You know what he won’t be doing? He won’t be getting a “get better” present that I bought at a freaking dollar store and saved just for this occasion. He won’t be doing art projects or drinking special character-themed teas or hot chocolate. I will not be creating peek-a-boo hideouts for when the bed and couch become too boring for him. There will be no scavenger hunt or charades or fun poker-party-themed afternoon mom-and-me date. There will be no hair braiding or faux tattoos or epic bath time fun.

There will be no fun.

Since when did having a sick child at home become an event for moms? This is not a time to celebrate the common cold or seek innovative ways to bond with a child. No, when a kid is sick, they should go to bed and rest. They should eat soup and have their temperature taken. They should be told to chill out and watch television or read a book if they feel restless. Or better, they should be told, “If you are well enough to run around this house driving me nuts, then you are well enough to get your butt back to school.”

You can bet your bottom dollar that my kids hate sick days. My house is not a Shangri-La for them to sit around and create finger-paint mosaics for the fridge while I dress up as Mary Poppins and reenact “Supercalifragilisticexpialidocious.” Nope. Because, guess what, kids do not in fact need to be entertained 100 percent of the time.

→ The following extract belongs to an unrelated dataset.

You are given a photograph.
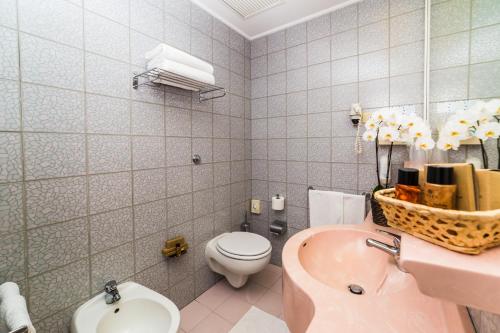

Being sick with the flu or a cold or stomach bug or whatever it is, is not an occasion to entertain them.

Things have gotten out of control, and it drives me absolutely bonkers to see parents treating their kids like little prima donnas in need of over-the-top events in order to be happy. From the ridiculous birthday parties that require door prizes and party favors to the stupid participation awards and graduating-every-year parties to the multiple school-photo shoots in a year.

You know what all of this does? It creates entitled kids with zero work ethic or appreciation for simplicity. In other words, it creates brats.

So, no Internet magazine is going to make me lose my freaking mind in order to create whimsy for my sick child. I will not cut out crepe paper dolls to decorate the windows. I will not bake a fucking “get well” cake. And I will not make sure my closet has a shelf filled with an assortment of toys, games and small “I love you” presents so that my child can survive the common cold knowing his parents are wimps.

I will heat up soup, hand my kid the TV remote, and then go back to getting shit done. If my kid is sick, then he can be sick without all the fabricated Pinterest-inspired bullshit to make him better.